Is it too much detail?  For the life of another, it may be.  Not for Washington.  Chernow is able to make readable even the details.  One may open this book at any page, start with a paragraph, and learn something about Washington — most often, learning something one did not know precisely before.  Chernow relied on the massive project at the University of Virginia to publish all the papers of Washington, collected from various sources.  Washington had not been quite so assiduous as Jefferson in making copies of everything he wrote for posterity, though much he was an assiduous diarist and taker of notes.  No biographer before had the advantage of the catalogueing done at Virginia, nor perhaps of the scope of the material there.

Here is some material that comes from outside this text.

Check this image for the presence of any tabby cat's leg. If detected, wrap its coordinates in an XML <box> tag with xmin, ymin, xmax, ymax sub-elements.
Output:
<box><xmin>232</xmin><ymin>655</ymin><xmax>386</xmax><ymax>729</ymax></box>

For this reason alone, this book should be read.

Chernow’s portrait is painstaking.  What emerges in the end is a George Washington whose vanity would be quirky and irksome in others, but necessary to the building of the image history graces to him, as the standard-bearer for the founders of the nation, truly the Father of His Country.  The vanities quickly become clear as careful consideration by a man who understood, especially as president, that each move he made would be a precedent for those who would follow, he hoped.   One example:  Washington’s work on the bank bill of 1791, made possible as we know by the dinner at Jefferson’s where Hamilton and Madison struck the bargain that sited the District of Columbia on the Potomac, and set up the finances that would make the nation successful in business and international relations over the next 200 years.

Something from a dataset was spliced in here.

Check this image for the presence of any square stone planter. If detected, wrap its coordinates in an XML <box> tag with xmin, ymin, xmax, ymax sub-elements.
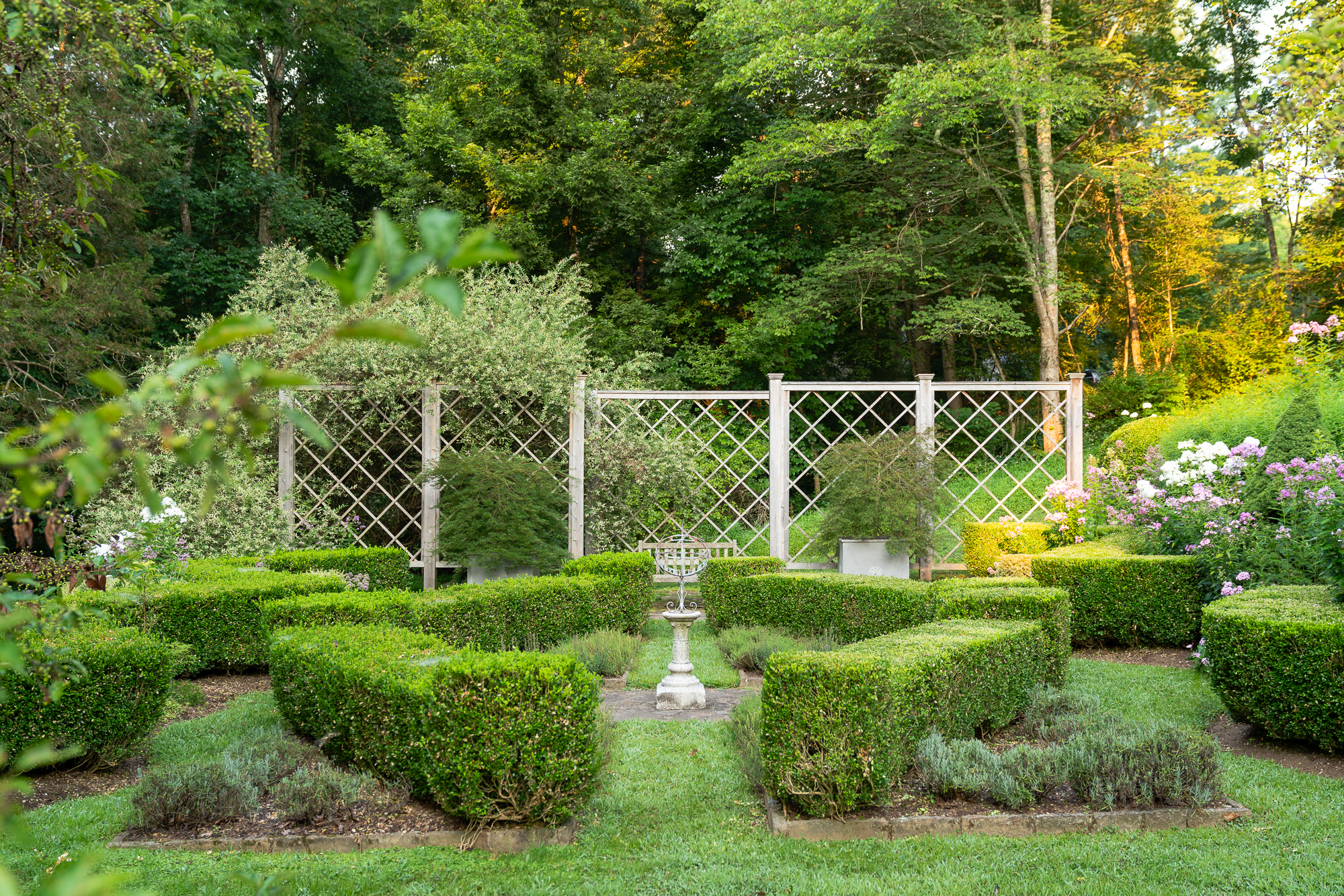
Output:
<box><xmin>466</xmin><ymin>567</ymin><xmax>536</xmax><ymax>584</ymax></box>
<box><xmin>840</xmin><ymin>539</ymin><xmax>910</xmax><ymax>579</ymax></box>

Though he had sat through every session of the Constitutional Convention, Washington did not pretend to expertise in constitutional nuances — he nce wrote that he had ‘had as little to do with lawyers as any man of my age” — and engaged in much hand-wringing over the bank bill.  He would be forced to issue a black and white opinion that would alienate some, gratify others, and irrevocably shape the future government.  He called in Madison, supremely well versed in the Constitution, for a series of quiet, confidential talks.  “The constitutionality of the nation bank was a question on which his mind was greatly perplexed,” Madison would recall, noting that Washington was already biased in favor of a national bank and “a liberal construction of the national powers.”  On the other hand, Washington was shaken by uncompromising verdicts from Randolph and Jefferson and asked Madison, as a precaution, to draft a veto message for the bank bill.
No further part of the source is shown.